La previdenza complementare
La previdenza complementare è un insieme di strumenti che hanno la funzione di integrare le pensioni erogate dagli istituti di previdenza obbligatoria e di garantire una seconda pensione. Si tratta in sostanza di pagare un po' di più oggi per assicurarsi un futuro più sereno domani, in un contesto e in un periodo storico-politico che hanno scardinato le certezze previdenziali dei cittadini. Vista l'innegabile difficoltà di ottenere dall'Inps una pensione adeguata all'attuale costo della vita, è meglio provvedere al proprio futuro mentre ancora si sta lavorando. Pur trattandosi di iniziative private, le pensioni integrative sono garantite da un organismo di vigilanza che è pubblico, la Covip (Commissione di vigilanza sui fondi pensione). Nella categoria della previdenza complementare e integrativa rientrano i fondi pensione aperti, i fondi pensione chiusi e i piani pensionistici individuali.
La distinzione più importante che va fatta per i piani pensionistici integrativi è tra piani pensione individuali e piani pensione collettivi. Quelli collettivi sono frutto di una contrattazione di un gruppo di lavoratori, appartenenti o a una specifica azienda o a una categoria di lavoratori. Possono essere quindi promossi da grandi imprese private in virtù di un accordo contrattuale, dalle regioni o dalle casse professionali private. I fondi pensione individuali, invece, derivano dall'adesione spontanea di un soggetto a un fondo pensione aperto o dalla programmazione pensionistica individuale fatta dal consulente di una compagnia di assicurazioni che si occupa anche del ramo previdenza. Nelle forme di previdenza complementare rientrano anche i vari investimenti fatti dal lavoratore con il proprio tfr (trattamento di fine rapporto), cioè la vecchia liquidazione. I lavoratori hanno il compito di occuparsi personalmente del suo investimento e della sua messa a frutto. Vale in questo caso la regola del silenzio assenso. Chi non ha deciso entro 6 mesi dall'entrata in vigore della legge (nel gennaio del 2007) ha automaticamente accettato di entrare in uno dei fondi di investimento comuni previsti per la propria categoria professionale.
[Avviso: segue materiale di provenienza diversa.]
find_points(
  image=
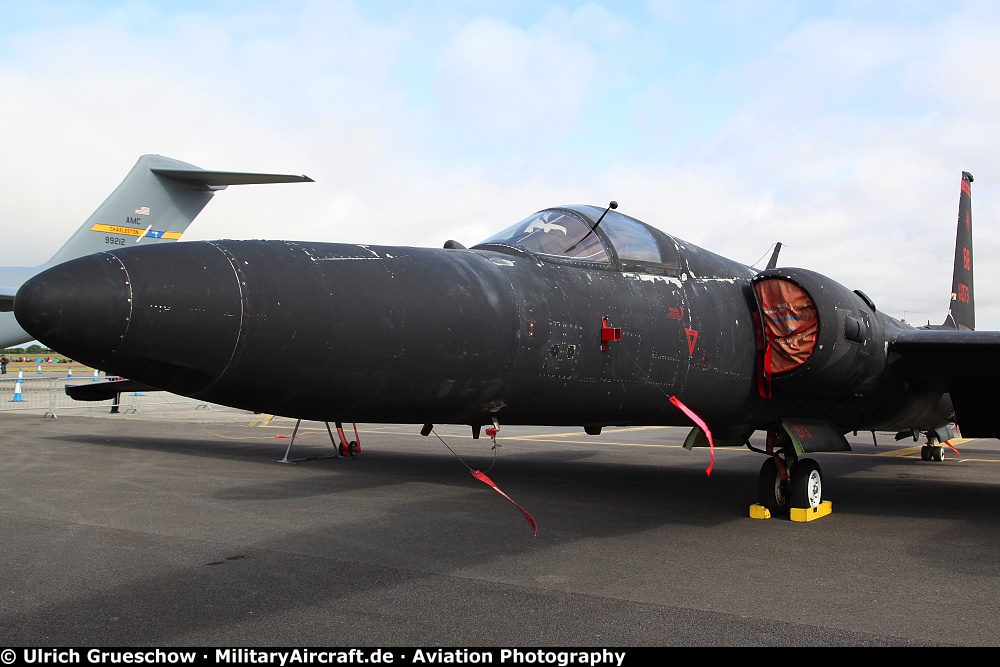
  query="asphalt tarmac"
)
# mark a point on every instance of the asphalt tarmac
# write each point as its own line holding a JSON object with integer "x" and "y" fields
{"x": 176, "y": 527}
Entrando in un'azienda, si hanno di fronte due possibilità di scelta relativamente al tfr: la prima è lasciare in azienda il trattamento di fine rapporto, che verrà poi, come accadeva prima, restituito alla fine del rapporto lavorativo. Questa scelta va però esplicitata per iscritto al datore di lavoro, altrimenti vale la regola per cui, se non si dà alcuna notifica, il tfr viene destinato ad un fondo di investimento comune della propria categoria professionale. Altrimenti, si può scegliere di affidare il tfr a un fondo pensione, che può essere cambiato di anno in anno. Il tfr può essere dislocato dal datore al fondo pensione in qualunque momento, ma non si può fare il percorso inverso. Una volta inserito nel meccanismo dei fondi pensione, il tfr non può, in nessun caso, tornare in gestione al datore di lavoro.